Aurora proved to be such a fast learner that, less than two months into the job, he was handling around 30 campaigns on his own.
“I thought it would be overwhelming, but so far it seems pretty good,” he says.
Originally from India, Aurora immigrated with his family to the United States as a child. His sister, Roma Aurora ’18, ’20, also attended the Manning School, although he says he never felt pressure to follow in her footsteps.
“Our parents have always encouraged us to choose our own path and educate ourselves about our choices,” says Aurora, who was more swayed by the “very generous” financial aid package he received from UML.
One of Aurora’s favorite college memories is when he teamed up with classmates Tom Stranberg and Prabakar Adithya to win the International Business Ethics Case Competition during his junior year.

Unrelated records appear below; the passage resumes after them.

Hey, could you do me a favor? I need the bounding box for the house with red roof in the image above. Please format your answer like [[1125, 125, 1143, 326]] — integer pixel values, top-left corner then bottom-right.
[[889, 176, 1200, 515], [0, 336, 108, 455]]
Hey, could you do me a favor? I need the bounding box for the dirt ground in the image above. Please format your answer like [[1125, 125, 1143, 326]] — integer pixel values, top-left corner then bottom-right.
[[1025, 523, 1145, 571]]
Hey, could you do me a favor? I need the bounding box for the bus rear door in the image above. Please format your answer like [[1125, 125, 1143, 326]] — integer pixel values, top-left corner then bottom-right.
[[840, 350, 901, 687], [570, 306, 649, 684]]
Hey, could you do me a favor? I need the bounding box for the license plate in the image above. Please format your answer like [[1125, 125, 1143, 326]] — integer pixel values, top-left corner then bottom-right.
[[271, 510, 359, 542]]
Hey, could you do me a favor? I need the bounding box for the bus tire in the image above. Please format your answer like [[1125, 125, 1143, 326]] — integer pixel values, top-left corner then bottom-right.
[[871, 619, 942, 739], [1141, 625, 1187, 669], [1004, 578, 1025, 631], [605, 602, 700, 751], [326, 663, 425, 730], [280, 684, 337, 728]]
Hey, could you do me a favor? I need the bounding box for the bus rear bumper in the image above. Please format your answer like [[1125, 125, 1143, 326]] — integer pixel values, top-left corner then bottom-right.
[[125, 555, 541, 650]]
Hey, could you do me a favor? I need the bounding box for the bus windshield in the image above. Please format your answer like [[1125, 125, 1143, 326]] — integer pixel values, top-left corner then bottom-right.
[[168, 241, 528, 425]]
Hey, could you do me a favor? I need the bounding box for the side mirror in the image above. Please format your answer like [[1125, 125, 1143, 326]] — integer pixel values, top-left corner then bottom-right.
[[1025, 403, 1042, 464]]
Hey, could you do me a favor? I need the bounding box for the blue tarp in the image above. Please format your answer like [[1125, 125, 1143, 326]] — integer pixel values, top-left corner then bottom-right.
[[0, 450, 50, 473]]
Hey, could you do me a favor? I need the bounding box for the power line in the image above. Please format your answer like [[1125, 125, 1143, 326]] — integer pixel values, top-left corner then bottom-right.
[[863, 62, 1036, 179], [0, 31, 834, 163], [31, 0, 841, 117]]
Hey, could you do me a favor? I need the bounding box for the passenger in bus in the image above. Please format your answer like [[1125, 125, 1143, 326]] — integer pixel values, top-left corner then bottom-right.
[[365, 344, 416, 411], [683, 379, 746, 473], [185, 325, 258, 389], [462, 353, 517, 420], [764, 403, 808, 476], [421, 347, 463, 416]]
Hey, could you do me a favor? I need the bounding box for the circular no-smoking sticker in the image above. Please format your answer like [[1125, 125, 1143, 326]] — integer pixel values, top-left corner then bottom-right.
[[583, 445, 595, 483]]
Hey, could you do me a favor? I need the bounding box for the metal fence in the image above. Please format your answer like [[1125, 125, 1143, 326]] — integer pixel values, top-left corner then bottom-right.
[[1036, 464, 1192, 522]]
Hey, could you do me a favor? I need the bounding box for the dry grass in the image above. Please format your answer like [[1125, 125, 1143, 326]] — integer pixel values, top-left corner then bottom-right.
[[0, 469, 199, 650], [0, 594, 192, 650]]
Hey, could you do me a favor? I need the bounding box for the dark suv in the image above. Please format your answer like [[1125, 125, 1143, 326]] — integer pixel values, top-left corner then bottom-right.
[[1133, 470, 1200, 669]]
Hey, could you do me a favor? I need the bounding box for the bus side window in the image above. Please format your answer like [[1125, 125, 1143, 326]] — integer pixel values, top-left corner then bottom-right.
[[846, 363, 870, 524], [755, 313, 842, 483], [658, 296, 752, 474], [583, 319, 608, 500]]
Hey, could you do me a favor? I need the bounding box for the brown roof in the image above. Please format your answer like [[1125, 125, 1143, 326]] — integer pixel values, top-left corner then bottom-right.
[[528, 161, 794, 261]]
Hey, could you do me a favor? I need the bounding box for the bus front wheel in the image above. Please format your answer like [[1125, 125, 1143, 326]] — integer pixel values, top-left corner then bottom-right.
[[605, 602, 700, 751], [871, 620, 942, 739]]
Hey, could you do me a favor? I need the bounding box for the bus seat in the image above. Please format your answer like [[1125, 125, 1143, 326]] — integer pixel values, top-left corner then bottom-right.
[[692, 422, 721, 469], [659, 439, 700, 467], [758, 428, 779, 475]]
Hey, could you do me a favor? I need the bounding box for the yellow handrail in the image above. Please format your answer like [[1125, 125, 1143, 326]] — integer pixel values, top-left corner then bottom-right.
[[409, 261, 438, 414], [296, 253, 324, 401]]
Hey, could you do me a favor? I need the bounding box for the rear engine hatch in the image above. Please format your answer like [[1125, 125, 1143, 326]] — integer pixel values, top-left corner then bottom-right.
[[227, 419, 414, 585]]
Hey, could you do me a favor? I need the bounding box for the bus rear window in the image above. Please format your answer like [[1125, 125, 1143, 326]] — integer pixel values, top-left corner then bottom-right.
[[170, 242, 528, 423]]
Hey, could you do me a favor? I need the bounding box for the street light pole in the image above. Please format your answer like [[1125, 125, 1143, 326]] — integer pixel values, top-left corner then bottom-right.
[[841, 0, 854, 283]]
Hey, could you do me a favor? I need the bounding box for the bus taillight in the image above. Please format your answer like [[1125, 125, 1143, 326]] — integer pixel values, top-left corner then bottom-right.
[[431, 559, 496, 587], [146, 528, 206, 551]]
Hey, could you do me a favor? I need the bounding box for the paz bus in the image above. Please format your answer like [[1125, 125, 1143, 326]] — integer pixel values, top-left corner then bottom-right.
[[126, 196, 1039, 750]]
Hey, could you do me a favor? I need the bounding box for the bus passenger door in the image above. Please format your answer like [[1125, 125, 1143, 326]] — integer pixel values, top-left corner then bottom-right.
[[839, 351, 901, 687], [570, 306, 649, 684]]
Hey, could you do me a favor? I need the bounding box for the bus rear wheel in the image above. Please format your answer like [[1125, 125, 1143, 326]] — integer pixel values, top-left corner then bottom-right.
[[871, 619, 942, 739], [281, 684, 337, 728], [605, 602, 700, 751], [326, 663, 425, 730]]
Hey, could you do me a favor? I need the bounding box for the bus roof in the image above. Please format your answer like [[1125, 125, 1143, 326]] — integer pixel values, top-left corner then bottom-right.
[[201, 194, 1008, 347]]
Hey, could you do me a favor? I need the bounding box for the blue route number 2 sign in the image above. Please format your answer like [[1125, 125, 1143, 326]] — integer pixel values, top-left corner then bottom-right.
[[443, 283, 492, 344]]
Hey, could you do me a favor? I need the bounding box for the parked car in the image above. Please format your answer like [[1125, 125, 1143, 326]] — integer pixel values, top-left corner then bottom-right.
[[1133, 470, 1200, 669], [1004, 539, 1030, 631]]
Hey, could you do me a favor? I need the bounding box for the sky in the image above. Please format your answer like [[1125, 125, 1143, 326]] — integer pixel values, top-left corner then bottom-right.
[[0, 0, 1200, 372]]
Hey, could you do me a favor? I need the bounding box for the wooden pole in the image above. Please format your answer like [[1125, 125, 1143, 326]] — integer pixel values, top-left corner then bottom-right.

The competition, along with the Business Ethics course he took with Asst. Teaching Prof. (and personal mentor) Elissa Magnant, strengthened Aurora’s resolve to one day start his own mission-driven nonprofit.
“As a first-generation immigrant, I’ve always had that mission in mind to help people,” says Aurora, who plans to pursue a master’s degree in the near future. “Thanks to that Business Ethics class, I realized that you don’t have to choose between a life of helping people and a life of sustaining yourself financially. You can have both if you just think about it strategically.”